The Crown Range is a mountain range that lies to the east of the Wakatipu Basin in Otago, New Zealand. It is noted for two features, the Cardrona Alpine Resort, on the slopes of the 1900 metre Mount Cardrona, and a highway, known as the Crown Range Road (formerly State Highway 89), which winds steeply between Arrow Junction, just south of Arrowtown, and Wānaka to the north.

Travelling from Arrowtown towards Wānaka, the Crown Range Road starts at the bottom of the "zig zag". This steep and winding section climbs to the Crown Terrace, a large flat and fertile area capable of growing grain crops. To the left, Glencoe Road leads to Glencoe Station, the large high country station behind Arrowtown. At the end of the Crown Terrace is the Eastburn Road to Eastburn Station, which runs from the Glencoe boundary almost to Cardrona.

Just past the Eastburn Road the road twists and climbs up to the Crown Saddle, where a bronze plaque at the vista point claims that this historic summit, at 1076 m (3530 ft) is the highest sealed road in New Zealand. Officially it is the highest sealed local road and the highest sealed pass or through road, 2m higher than the Desert Road summit on State Highway 1 in the North Island. 

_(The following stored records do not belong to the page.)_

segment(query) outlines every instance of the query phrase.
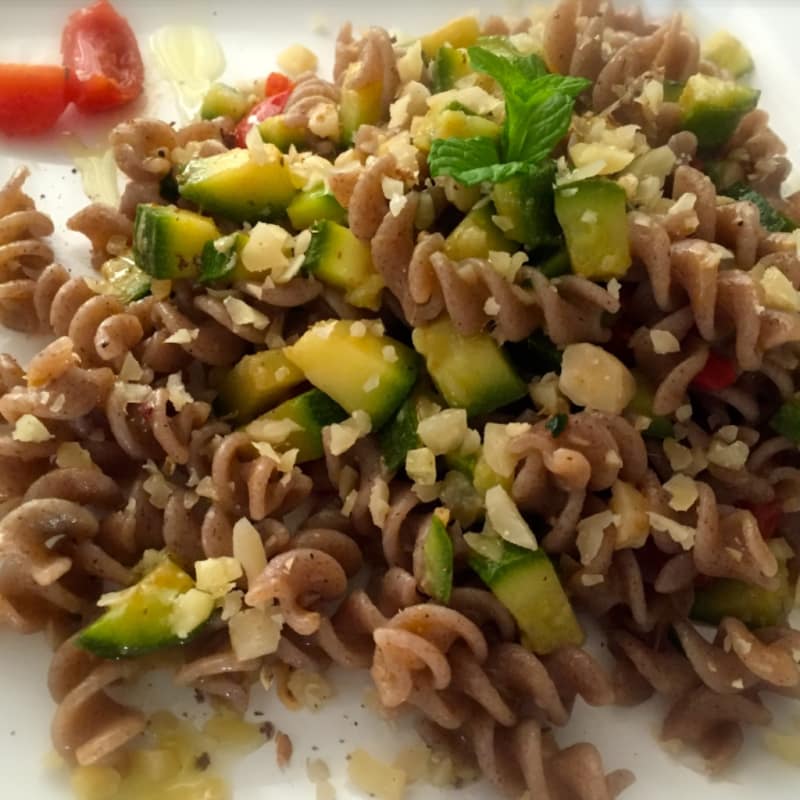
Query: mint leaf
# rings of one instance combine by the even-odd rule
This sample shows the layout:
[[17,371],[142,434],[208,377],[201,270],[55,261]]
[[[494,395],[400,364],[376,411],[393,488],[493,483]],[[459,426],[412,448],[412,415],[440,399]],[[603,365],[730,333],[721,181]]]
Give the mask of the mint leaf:
[[450,175],[466,186],[501,183],[534,170],[569,130],[585,78],[553,75],[536,55],[511,48],[468,48],[475,69],[494,78],[505,95],[506,118],[499,143],[487,137],[439,139],[428,158],[431,175]]
[[502,183],[530,169],[522,161],[500,163],[497,142],[488,136],[434,139],[428,165],[432,177],[450,175],[464,186],[484,181]]
[[569,130],[574,101],[564,94],[550,95],[535,106],[508,105],[505,157],[509,161],[538,163],[546,158]]
[[523,89],[526,83],[547,75],[547,67],[539,56],[505,57],[485,47],[470,47],[467,53],[472,66],[491,75],[506,94]]

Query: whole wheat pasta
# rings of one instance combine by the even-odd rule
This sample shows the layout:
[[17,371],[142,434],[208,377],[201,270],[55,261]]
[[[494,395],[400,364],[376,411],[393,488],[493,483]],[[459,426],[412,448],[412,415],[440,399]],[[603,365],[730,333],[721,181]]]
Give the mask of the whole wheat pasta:
[[[259,679],[300,706],[290,676],[362,670],[517,799],[632,780],[566,744],[578,698],[663,697],[662,739],[717,772],[770,723],[763,693],[800,694],[784,143],[754,95],[724,136],[687,117],[692,87],[750,90],[680,16],[561,0],[454,25],[346,25],[331,79],[287,90],[282,152],[249,111],[117,125],[119,207],[68,222],[99,276],[54,261],[25,169],[0,189],[0,321],[53,336],[0,356],[0,624],[57,645],[70,765],[127,780],[146,718],[108,690],[164,663],[240,714]],[[428,52],[479,31],[494,50]],[[535,81],[563,136],[509,165],[503,86]],[[455,134],[488,155],[443,162]],[[187,192],[209,157],[259,178]],[[140,229],[164,207],[209,231],[175,264]],[[102,638],[154,580],[168,635]]]

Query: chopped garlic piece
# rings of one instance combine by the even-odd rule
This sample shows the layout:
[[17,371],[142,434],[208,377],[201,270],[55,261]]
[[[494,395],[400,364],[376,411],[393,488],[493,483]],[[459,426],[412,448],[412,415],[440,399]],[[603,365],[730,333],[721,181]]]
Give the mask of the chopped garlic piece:
[[228,592],[222,598],[222,609],[220,617],[223,622],[227,622],[234,614],[238,614],[242,610],[244,603],[244,592],[240,589],[234,589]]
[[11,438],[15,442],[48,442],[53,434],[33,414],[23,414],[15,423]]
[[257,223],[242,248],[242,265],[250,272],[269,272],[280,282],[280,275],[289,266],[287,252],[291,239],[291,234],[280,225]]
[[369,414],[364,411],[354,411],[344,422],[328,426],[331,454],[340,456],[346,453],[359,439],[372,430]]
[[400,83],[419,81],[422,78],[424,62],[422,60],[422,42],[417,39],[406,48],[406,52],[397,59],[397,72]]
[[483,313],[489,317],[496,317],[500,313],[500,303],[494,297],[487,297],[483,304]]
[[764,305],[780,311],[800,311],[800,293],[777,267],[767,267],[760,280]]
[[172,497],[172,484],[159,472],[155,464],[150,462],[150,476],[142,483],[142,489],[150,498],[151,505],[165,509],[169,498]]
[[317,103],[308,114],[308,129],[321,139],[339,138],[339,111],[333,103]]
[[253,308],[238,297],[226,297],[222,301],[231,322],[234,325],[252,325],[257,331],[263,331],[269,325],[269,317]]
[[499,484],[486,492],[486,517],[491,530],[501,539],[528,550],[539,549],[536,536],[516,503]]
[[501,477],[509,478],[519,460],[510,452],[511,439],[530,430],[526,422],[502,425],[487,422],[483,429],[483,457],[486,463]]
[[718,467],[725,469],[742,469],[750,456],[750,448],[744,442],[725,444],[719,439],[713,439],[706,454],[708,460]]
[[697,502],[697,483],[688,475],[673,475],[664,488],[671,495],[669,507],[673,511],[688,511]]
[[697,195],[694,192],[684,192],[669,208],[668,215],[681,214],[694,210]]
[[674,519],[656,514],[655,511],[648,511],[647,517],[650,525],[657,531],[666,533],[670,539],[679,544],[684,550],[691,550],[694,547],[695,529],[688,525],[682,525]]
[[283,618],[260,608],[245,608],[228,621],[231,647],[239,661],[270,655],[278,649]]
[[56,466],[60,469],[77,467],[88,469],[93,467],[94,461],[88,450],[84,450],[77,442],[63,442],[56,451]]
[[463,408],[447,408],[432,414],[417,425],[417,434],[434,455],[451,453],[461,446],[467,434],[467,412]]
[[133,353],[126,353],[119,370],[119,379],[122,381],[140,381],[143,375],[142,366],[134,358]]
[[242,565],[248,586],[267,566],[261,534],[245,517],[237,520],[233,526],[233,557]]
[[492,269],[511,283],[527,261],[528,254],[524,250],[518,250],[513,255],[502,250],[489,251],[489,264]]
[[629,150],[599,142],[576,142],[570,146],[569,156],[578,169],[591,167],[592,170],[596,170],[593,171],[593,175],[613,175],[622,172],[636,157]]
[[616,278],[612,278],[606,284],[606,291],[615,299],[619,300],[619,291],[622,288],[622,285]]
[[278,53],[275,60],[290,78],[296,78],[304,72],[316,72],[319,66],[316,54],[302,44],[289,45]]
[[251,439],[257,442],[277,445],[285,442],[293,433],[302,431],[303,428],[293,419],[257,419],[244,430]]
[[436,456],[427,447],[417,447],[406,453],[406,474],[421,486],[436,483]]
[[191,344],[198,336],[200,331],[197,328],[188,330],[187,328],[178,328],[171,336],[164,339],[165,344]]
[[686,403],[675,409],[675,419],[678,422],[688,422],[692,418],[692,406]]
[[189,589],[179,594],[170,614],[170,627],[179,639],[185,639],[202,625],[214,610],[214,598],[199,589]]
[[681,343],[675,334],[669,331],[661,331],[656,328],[650,331],[650,341],[653,343],[653,350],[660,356],[668,353],[679,353]]
[[569,401],[558,388],[558,375],[548,372],[541,378],[534,378],[528,386],[528,394],[534,404],[545,414],[569,413]]
[[564,349],[558,387],[576,405],[620,414],[633,399],[636,381],[616,356],[581,343]]
[[253,441],[253,447],[255,447],[259,455],[272,459],[280,472],[285,472],[287,474],[294,469],[297,456],[300,452],[294,447],[291,450],[287,450],[285,453],[279,453],[269,442]]
[[194,402],[194,398],[183,385],[183,377],[180,372],[173,372],[167,378],[167,397],[176,411],[180,411],[184,406]]
[[688,469],[693,460],[692,451],[674,439],[664,439],[664,455],[675,472]]
[[231,556],[206,558],[195,561],[194,572],[197,588],[208,592],[214,599],[219,599],[228,594],[242,577],[242,565]]
[[383,528],[389,514],[389,484],[376,478],[369,490],[369,513],[373,523]]
[[644,546],[650,535],[648,505],[647,498],[635,486],[621,480],[614,482],[608,507],[617,520],[615,550]]
[[381,350],[381,355],[387,364],[394,364],[400,358],[400,356],[397,354],[397,348],[393,344],[384,345],[383,349]]
[[610,525],[617,522],[617,515],[612,511],[601,511],[585,517],[578,523],[576,545],[580,553],[581,564],[591,564],[603,545],[603,536]]

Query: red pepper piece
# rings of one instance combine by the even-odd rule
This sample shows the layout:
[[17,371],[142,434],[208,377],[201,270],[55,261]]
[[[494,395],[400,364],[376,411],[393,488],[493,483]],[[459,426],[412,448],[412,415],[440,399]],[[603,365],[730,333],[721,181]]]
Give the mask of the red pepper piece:
[[745,508],[751,511],[756,518],[761,536],[764,539],[771,539],[783,516],[781,504],[777,500],[771,500],[769,503],[752,503]]
[[56,124],[68,103],[64,67],[0,64],[0,133],[44,133]]
[[294,81],[282,72],[270,72],[264,82],[264,95],[274,97],[276,94],[291,92],[294,89]]
[[268,117],[275,117],[280,114],[283,109],[286,108],[286,102],[290,94],[291,89],[287,89],[280,94],[267,97],[260,103],[256,103],[236,126],[236,144],[239,147],[247,147],[246,139],[250,128],[254,125],[258,125],[259,122]]
[[692,386],[704,392],[718,392],[736,382],[736,365],[714,352],[708,354],[703,369],[694,376]]

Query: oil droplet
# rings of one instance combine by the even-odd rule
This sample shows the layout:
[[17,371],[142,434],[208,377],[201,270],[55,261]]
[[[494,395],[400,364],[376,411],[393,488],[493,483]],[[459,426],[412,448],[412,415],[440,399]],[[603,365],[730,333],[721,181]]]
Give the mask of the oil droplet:
[[150,49],[183,110],[193,116],[208,87],[225,70],[225,54],[217,38],[201,25],[166,25],[152,35]]
[[74,134],[66,138],[66,149],[81,176],[86,196],[93,202],[115,206],[119,202],[117,165],[110,147],[87,147]]

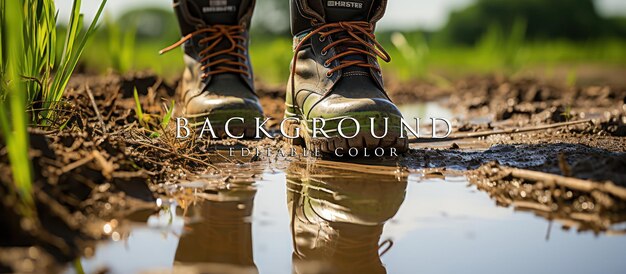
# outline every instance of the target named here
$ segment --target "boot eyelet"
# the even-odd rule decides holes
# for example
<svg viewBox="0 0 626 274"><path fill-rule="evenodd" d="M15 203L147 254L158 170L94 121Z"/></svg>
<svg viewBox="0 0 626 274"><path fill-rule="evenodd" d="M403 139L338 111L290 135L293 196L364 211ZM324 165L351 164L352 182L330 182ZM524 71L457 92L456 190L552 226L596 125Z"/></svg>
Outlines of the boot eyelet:
<svg viewBox="0 0 626 274"><path fill-rule="evenodd" d="M329 62L324 62L324 67L325 68L330 67L330 63Z"/></svg>
<svg viewBox="0 0 626 274"><path fill-rule="evenodd" d="M333 73L328 73L328 72L327 72L327 73L326 73L326 78L331 78L331 77L333 77L333 75L335 75L335 73L334 73L334 72L333 72Z"/></svg>
<svg viewBox="0 0 626 274"><path fill-rule="evenodd" d="M320 54L322 54L322 56L326 56L326 54L328 54L327 50L322 50L322 52L320 52Z"/></svg>
<svg viewBox="0 0 626 274"><path fill-rule="evenodd" d="M324 43L324 41L326 41L326 36L320 35L319 40L320 40L320 42Z"/></svg>

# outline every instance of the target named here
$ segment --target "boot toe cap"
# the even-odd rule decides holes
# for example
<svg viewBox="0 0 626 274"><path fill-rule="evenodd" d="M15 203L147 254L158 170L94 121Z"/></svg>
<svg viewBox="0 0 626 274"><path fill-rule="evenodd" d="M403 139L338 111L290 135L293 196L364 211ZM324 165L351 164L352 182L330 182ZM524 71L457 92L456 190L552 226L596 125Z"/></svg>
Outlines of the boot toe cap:
<svg viewBox="0 0 626 274"><path fill-rule="evenodd" d="M323 152L332 152L338 148L344 151L349 148L396 148L399 152L408 149L406 139L399 138L402 130L400 124L402 114L387 99L329 97L315 105L307 117L309 134L312 133L310 131L313 128L313 119L324 119L324 128L327 129L331 138L326 140L326 145L322 145ZM386 125L385 118L388 118ZM355 123L347 119L354 119L358 122L358 133ZM343 123L341 123L342 120L344 120ZM320 126L319 122L318 126ZM340 136L339 128L342 129L344 135L352 137L346 139Z"/></svg>
<svg viewBox="0 0 626 274"><path fill-rule="evenodd" d="M234 96L199 96L190 100L185 106L187 118L209 118L212 122L224 123L233 117L252 120L263 117L263 110L258 100Z"/></svg>
<svg viewBox="0 0 626 274"><path fill-rule="evenodd" d="M309 112L310 118L359 117L402 117L400 110L391 101L383 98L329 97L316 104ZM353 117L359 119L357 117Z"/></svg>

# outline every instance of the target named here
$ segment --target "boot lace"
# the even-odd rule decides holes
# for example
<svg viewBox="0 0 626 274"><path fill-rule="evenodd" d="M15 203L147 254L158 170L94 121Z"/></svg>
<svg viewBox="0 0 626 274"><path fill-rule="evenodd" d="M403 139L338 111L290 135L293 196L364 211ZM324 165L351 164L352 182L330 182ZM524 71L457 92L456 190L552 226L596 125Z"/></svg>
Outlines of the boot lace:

Eastburn Station has provided a number of viewing areas. The distant views down and over Lake Hayes, Arrowtown and the airport to Queenstown are stunning. From the Crown Saddle the road follows the Cardrona creek which becomes the Cardrona River flowing down the iconic snow tussock valley until it opens out at the small settlement of Cardrona.

The area was heavily populated during the Central Otago goldrush of the 1860s, the town of Cardrona, now little more than a dot on the map, briefly having a population of several thousand prospectors. There are visible remains of gold prospecting beside the Crown Range Road over the saddle on the west bank opposite the East Burn Stream two miles over the saddle,  also six miles below the saddle on the east bank.

In 2001, the last section of the Crown Range Road was sealed by the Queenstown Lakes District Council.